Dal Genoa al Genoa: un girone fa, El Shaarawy decisivo nel giorno dei suoi vent’anni. L’ex sarà ancora implacabile?

Milan-Genoa (SpazioMilan)Oggi, un girone dopo, si può parlare di rimonta del Milan in campionato solo “grazie” al girone d’andata, quasi da retrocessione. Quattro mesi fa, lo sappiamo bene, i rossoneri avevano conquistato solo 8 punti in 7 giornate ed erano in piena zona Serie B, ma 4 mesi dopo la classifica dice Champions League (anche se la lotta è ancora lunghissima). La squadra non è cambiata poi tanto: si è infortunato gravemente De Jong, è stato ceduto Acerbi, è arrivato Balotelli.

Circostanze importanti che però, da sole, non sono le principali artefici della metamorfosi del Diavolo, capace di sconfiggere anche il Barcellona e costringerlo alla famosa, ma mai verificata, remuntada. Semplicemente, e menomale, sono cresciute le prestazioni di parecchi giocatori: Zapata, Constant, Flamini, Muntari, Pazzini. Solo alcuni dei “nuovi” innesti che Allegri ha saputo gestire, caricare e mettere in campo. Ma la vera forza del dopo-Olimpico contro la Lazio è stata la conferma nel corso dei mesi, delle partite, delle vittorie ma anche delle sconfitte, del vero simbolo di questo Milan. Stephan El Shaarawy. Dal Genoa al Genoa.
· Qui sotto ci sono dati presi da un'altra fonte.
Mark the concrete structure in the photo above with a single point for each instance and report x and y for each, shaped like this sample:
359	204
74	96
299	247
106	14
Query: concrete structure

La squadra che lo ha scoperto, cresciuto, valorizzato e poi ceduto, prima in prestito al Padova, nel 2010, e poi al Milan, nell’estate 2011. Con il Genoa ha esordito in Serie A il 21 dicembre 2008 diventando il più giovane esordiente nella storia della squadra ligure ed entrando a far parte dei primi dieci in assoluto, ha vinto un Campionato una Coppa e una Supercoppa Primavera. Contro il Genoa, il 28 ottobre scorso, ha segnato il gol decisivo dell’1 a 0, un successo che ha significato la vera rinascita dei rossoneri.

Era il giorno del suo compleanno, il primo rossonero, il 20esimo, in cui Ambrosini fu costretto ad ammettere la sconfitta e pagare la scommessa (anzi, vacanza) promessa ad inizio stagione. Quel sigillo pesante a San Siro rappresentò il 7mo centro stagionale, il sesto in campionato: nessuno, forse nemmeno lui, avrebbe potuto pronosticare che da lì in avanti il numero sarebbe quasi triplicato, con alcuni mesi in solitaria come capocannoniere della massima serie (oggi è secondo dietro a Cavani). Storia di un Faraone ambizioso e di un Milan cambiato. Oggi, un girone dopo.